Les Ukrainiens illustrent une autre facette de la complexité que représente le fait d’identifier les individus sur la base de leur origine nationale, qu’il s’agisse d’une identification imposée de l’extérieur ou encore d’une auto-identification de la part des individus eux-mêmes (Shostak 2003). Le cas des Ukrainiens permet de faire ressortir certaines différences qui peuvent apparaître entre les générations d’immigrants arrivés au Canada depuis 1890. Il semble en effet que le bagage politique et culturel de ces différentes générations suppose des façons différentes de vivre et de concevoir leur identité ukrainienne.
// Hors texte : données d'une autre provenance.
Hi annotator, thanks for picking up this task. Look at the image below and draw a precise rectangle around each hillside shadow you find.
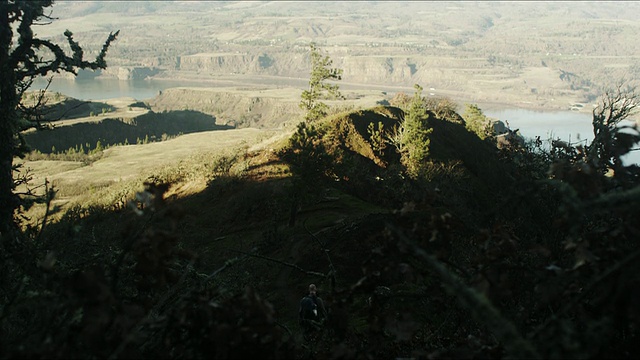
[29,104,553,358]
[42,98,116,121]
[427,113,516,190]
[24,109,233,153]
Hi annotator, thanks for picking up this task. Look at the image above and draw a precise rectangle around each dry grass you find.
[16,127,285,223]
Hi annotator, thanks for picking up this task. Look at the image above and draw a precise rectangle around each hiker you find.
[299,284,327,337]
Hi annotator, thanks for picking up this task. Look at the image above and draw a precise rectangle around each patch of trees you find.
[463,103,493,140]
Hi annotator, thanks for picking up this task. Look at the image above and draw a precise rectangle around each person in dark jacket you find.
[299,284,327,338]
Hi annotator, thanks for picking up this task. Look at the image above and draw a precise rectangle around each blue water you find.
[31,76,309,101]
[485,108,640,165]
[484,109,594,144]
[31,77,210,101]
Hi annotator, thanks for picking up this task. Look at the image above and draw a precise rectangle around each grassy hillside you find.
[6,97,640,359]
[15,127,280,224]
[24,109,232,153]
[146,86,387,129]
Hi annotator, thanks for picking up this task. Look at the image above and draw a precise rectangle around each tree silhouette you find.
[587,84,640,178]
[0,0,118,240]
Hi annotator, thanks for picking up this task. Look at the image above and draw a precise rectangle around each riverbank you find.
[35,72,596,117]
[148,73,597,115]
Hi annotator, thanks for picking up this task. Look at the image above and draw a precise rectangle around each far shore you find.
[36,73,597,116]
[134,74,600,116]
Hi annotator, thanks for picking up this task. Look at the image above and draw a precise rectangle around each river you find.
[484,108,640,165]
[32,77,640,165]
[31,77,206,101]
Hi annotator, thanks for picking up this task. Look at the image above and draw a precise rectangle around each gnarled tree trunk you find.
[0,3,19,242]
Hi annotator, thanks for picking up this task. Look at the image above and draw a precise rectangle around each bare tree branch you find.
[588,83,640,174]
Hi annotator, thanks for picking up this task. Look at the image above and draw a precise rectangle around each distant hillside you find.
[24,109,231,153]
[146,87,387,129]
[21,91,115,121]
[147,87,303,128]
[34,1,640,111]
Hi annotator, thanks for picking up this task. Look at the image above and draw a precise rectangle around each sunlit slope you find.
[18,128,280,204]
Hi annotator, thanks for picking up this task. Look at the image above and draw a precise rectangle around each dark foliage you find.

D’autres facteurs compliquent la consolidation d’une identité unitaire chez les Ukrainiens de l’Ouest canadien. Il s’agit, d’une part, de l’absence, jusqu’au début des années 1990, d’un État ukrainien légalement constitué et, d’autre part, de la diversité des pays de provenance des Ukrainiens qui sont arrivés au Canada et qui ne partagent pas, par conséquent, le même bagage politique, économique et culturel (Shostak 2003).

Pratiques transnationales chez les émigrés colombiens

Peu de recherches dans une perspective transnationale ont été réalisées jusqu’à présent auprès d’immigrants ou de réfugiés colombiens. Cependant, celles répertoriées, toutes réalisées aux États-Unis, sont d’un grand intérêt. Selon Guarnizo, Sanchez et Roach (1999), la société colombienne, depuis le début des années 1990, est devenue l’une des sociétés les plus transnationales qui soit. Selon Guarnizo (2003), l’émigration massive de Colombiens, surtout ces dernières années, aurait transformé la Colombie en une formation sociale transnationale, ce qui signifie que tant la société civile que l’exercice du pouvoir par l’État traverseraient aujourd’hui les frontières de cette nation.
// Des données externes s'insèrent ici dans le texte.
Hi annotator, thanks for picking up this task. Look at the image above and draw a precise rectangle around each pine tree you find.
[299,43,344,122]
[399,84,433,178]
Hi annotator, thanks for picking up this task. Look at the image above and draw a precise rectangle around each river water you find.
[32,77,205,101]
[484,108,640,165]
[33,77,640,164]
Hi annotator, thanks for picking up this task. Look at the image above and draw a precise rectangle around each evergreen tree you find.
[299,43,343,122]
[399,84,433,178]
Or, malgré les mesures existantes faisant la promotion de liens et de relations entre les expatriés et la Colombie, les migrants colombiens installés aux États-Unis ont en réalité montré des pratiques transnationales très limitées, généralement beaucoup plus limitées que celles observées dans la plupart des autres groupes étudiés. Pour ce qui est des connexions économiques transnationales, elles semblent se limiter à l’envoi de petites quantités d’argent aux proches et à l’investissement dans de petites entreprises de commerce informel (Guarnizo, Sánchez et Roach 1999). Les Colombiens aux États-Unis seraient également moins engagés dans des pratiques politiques et socioculturelles transnationales que les ressortissants salvadoriens et dominicains (Portes 2003).
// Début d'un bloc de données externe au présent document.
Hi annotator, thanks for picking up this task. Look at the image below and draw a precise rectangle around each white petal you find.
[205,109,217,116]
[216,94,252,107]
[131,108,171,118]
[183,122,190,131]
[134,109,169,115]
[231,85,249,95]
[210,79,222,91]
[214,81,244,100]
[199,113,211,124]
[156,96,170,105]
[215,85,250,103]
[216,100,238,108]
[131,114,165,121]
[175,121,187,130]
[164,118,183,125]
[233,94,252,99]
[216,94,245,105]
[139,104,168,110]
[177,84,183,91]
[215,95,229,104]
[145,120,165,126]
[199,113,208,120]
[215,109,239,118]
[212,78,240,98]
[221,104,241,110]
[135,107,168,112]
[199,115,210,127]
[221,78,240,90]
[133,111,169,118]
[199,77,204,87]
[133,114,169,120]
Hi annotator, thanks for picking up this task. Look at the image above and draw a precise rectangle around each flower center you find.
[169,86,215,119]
Le droit à la double citoyenneté aurait quant à lui un effet palpable (Escobar 2005). Le nombre de Colombiens à réclamer la citoyenneté étasunienne aurait grimpé en flèche depuis 1991, date de l’entrée en vigueur de la nouvelle constitution incluant le droit à la double citoyenneté. La décision d’adopter la citoyenneté étasunienne reposerait souvent sur le désir de faire venir des membres de la famille de Colombie ou encore sur celui de passer plus de temps dans leur pays d’origine. L’adoption de la citoyenneté étasunienne ne correspondrait donc pas à un détachement face au pays d’origine, bien au contraire.

Au sein de la population colombienne aux États-Unis, des champs d’actions transnationales ont pu être observés, mais pas la création d’une communauté transnationale en soi. La confiance qui peut s’établir entre les individus d’un groupe pour construire un capital social serait cruciale. Chez les Colombiens étudiés par Soto (2005), la confiance s’est trouvée affaiblie pour trois raisons. Premièrement, on retrouve la mauvaise réputation imputée à l’ensemble du groupe à la suite de certains cas de criminalité chez des ressortissants colombiens. Deuxièmement, la situation de clandestinité dans laquelle se trouvent un grand nombre de Colombiens aux États-Unis les maintient dans un état psychologique marqué par la peur d’être identifiés, dénoncés et déportés. Troisièmement, le nombre chaque jour croissant de Colombiens qui entrent sur le marché du travail, légal ou illégal, crée un climat de compétition entre compatriotes et alimente les sentiments d’égoïsme et d’individualisme.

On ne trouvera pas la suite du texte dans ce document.